3. For statistical information the current method uses a single push with no retry. However this is meant to be modular and it would be trivial to fall back to sending emails or using email as the primary transport. I recommend using email as an RPC in this manner because it's resilient to long outages and has all the logic to handle detection and recovery from an outage smoothly. Thus all your check information and graph data can be protected from such outages.

One thing to note is that as email does not preserver message order and the graphing tool(rdp) AFAIK can't handle unordered inserts. You would need to stamp each email with a sequence number and have a server on the pushing host to fetch missing segments. Should also be trivial to implement.

4&5. I'd unofficially recommend using Puppet for this task. Puppet is the last back-door you will ever need, it will solve all your I must configure this"A" on this"B" particular subset of these thousands of machines"C" or hey perhaps on all of them.

Though setting up an agent(these run on the thousands of machines) install remotely via a wizard is something we have interest in. The agent installs are currently static, though I could see we may upgrade these in the future. With any luck the horse will come b4 the cart and there will be a Wizard that could perform this upgrade.
tjyang
Posts: 3
Joined: Thu May 20, 2010 9:15 am

Re: Nagios capability questions

Post by tjyang »

Thanks goes to Tony and mmestnik for the quick reply.

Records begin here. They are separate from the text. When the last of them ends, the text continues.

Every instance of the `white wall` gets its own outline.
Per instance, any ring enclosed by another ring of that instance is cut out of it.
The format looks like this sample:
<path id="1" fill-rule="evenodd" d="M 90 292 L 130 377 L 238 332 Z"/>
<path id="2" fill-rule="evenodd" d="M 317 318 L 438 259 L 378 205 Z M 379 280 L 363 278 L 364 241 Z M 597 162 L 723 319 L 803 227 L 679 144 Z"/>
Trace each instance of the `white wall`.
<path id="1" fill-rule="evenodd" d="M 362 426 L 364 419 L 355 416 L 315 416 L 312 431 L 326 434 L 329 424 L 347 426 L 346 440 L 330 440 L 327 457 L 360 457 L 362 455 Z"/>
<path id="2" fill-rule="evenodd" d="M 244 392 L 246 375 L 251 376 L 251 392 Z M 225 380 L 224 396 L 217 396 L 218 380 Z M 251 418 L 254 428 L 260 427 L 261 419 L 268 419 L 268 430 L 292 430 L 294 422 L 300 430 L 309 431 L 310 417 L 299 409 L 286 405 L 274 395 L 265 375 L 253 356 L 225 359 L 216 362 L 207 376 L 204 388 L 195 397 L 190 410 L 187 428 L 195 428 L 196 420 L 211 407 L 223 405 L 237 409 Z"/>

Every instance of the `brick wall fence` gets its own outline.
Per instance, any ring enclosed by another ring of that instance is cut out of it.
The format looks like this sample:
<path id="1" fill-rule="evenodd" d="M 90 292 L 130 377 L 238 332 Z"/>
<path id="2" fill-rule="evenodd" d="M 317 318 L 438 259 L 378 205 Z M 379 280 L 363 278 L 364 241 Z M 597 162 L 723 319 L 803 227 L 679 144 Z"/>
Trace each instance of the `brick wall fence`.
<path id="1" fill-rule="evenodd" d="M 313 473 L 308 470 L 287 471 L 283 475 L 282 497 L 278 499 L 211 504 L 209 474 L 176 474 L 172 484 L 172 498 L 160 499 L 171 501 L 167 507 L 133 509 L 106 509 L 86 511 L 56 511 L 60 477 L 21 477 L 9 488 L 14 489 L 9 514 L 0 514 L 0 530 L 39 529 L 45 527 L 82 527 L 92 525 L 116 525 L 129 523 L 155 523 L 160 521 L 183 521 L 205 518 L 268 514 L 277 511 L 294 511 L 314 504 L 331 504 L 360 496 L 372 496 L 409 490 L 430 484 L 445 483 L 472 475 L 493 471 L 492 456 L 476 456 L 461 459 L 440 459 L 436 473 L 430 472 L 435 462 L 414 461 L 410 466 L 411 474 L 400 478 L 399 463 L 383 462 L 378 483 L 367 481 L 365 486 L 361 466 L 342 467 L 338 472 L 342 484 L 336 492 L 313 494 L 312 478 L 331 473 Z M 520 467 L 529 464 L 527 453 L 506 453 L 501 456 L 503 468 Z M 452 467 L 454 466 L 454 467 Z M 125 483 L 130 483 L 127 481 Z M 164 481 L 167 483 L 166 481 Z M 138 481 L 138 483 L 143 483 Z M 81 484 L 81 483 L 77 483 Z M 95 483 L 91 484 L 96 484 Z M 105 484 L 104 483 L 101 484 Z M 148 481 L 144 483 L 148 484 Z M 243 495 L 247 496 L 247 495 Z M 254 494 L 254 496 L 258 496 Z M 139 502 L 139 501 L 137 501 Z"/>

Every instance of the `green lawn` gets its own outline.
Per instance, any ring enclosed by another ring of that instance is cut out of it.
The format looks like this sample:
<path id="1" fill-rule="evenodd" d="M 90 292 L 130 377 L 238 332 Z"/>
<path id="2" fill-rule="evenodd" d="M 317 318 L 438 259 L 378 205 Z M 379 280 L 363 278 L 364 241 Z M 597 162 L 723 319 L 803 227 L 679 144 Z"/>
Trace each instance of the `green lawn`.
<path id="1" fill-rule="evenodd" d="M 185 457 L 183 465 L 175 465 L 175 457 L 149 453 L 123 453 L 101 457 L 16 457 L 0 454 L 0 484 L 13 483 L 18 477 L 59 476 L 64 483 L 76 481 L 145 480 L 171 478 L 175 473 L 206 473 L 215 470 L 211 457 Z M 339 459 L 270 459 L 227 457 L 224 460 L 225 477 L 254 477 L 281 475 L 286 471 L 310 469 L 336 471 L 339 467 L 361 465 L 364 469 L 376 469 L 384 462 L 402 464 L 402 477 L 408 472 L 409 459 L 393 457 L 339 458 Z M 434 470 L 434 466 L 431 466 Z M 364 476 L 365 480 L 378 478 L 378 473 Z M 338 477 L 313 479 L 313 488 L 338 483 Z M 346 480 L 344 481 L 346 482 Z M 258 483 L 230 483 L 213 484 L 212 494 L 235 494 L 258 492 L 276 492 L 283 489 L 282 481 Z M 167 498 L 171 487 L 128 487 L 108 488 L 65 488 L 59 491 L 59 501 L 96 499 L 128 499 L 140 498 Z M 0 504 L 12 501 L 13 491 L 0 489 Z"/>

hmm, it is to my surprise to learn that naios clients and servers communicate via smtp port 25 to send in metrics messages.
Is there a more detail architecture diagram or text doc that I can read ?


tj
tonyyarusso
Posts: 1128
Joined: Wed Mar 03, 2010 12:38 pm
Location: St. Paul, MN, USA
Contact:

Re: Nagios capability questions

Post by tonyyarusso »

I misunderstood what you were asking about for the message sending - I was thinking about the server sending notifications rather than clients sending check results. Mike's answer is right on that.
Tony Yarusso
Technical Services
___
TIES
Web: http://ties.k12.mn.us/
tjyang
Posts: 3
Joined: Thu May 20, 2010 9:15 am

Re: Nagios capability questions

Post by tjyang »

>3. For statistical information the current method uses a single push with no retry.

According to above statement, nagios client only try to send in the message once without 2nd retry.
So nagios client doesn't store metric(statistical) message (information) when nagios server is not reachable.
One suggestion to the diagram, can TCP/IP port number information to be added somewhere in those picture diagrams ?

Again thanks for clarification. I am happy with quick response.


tj yang
mmestnik
Posts: 972
Joined: Mon Feb 15, 2010 2:23 pm

Re: Nagios capability questions

Post by mmestnik »

There is no default setup, you setup and configure NSCA or instead you can setup and configure sendmail/procmail.
As indicated the interfaces are better then modular. On one Nagios server you configure to run a command of your choosing with parameters you define after every service check. Then on another Nagios server you have some daemon or application send commands/messages to Nagios via a vary standard IPC. It's just a fifo, you can "echo $mycommand >> /path to fifo/" if you wanted.

The middle work is all up to you.

As indicated there are no standard/default port numbers. If you choose to use NSCA, then it's documentation has the port numbers.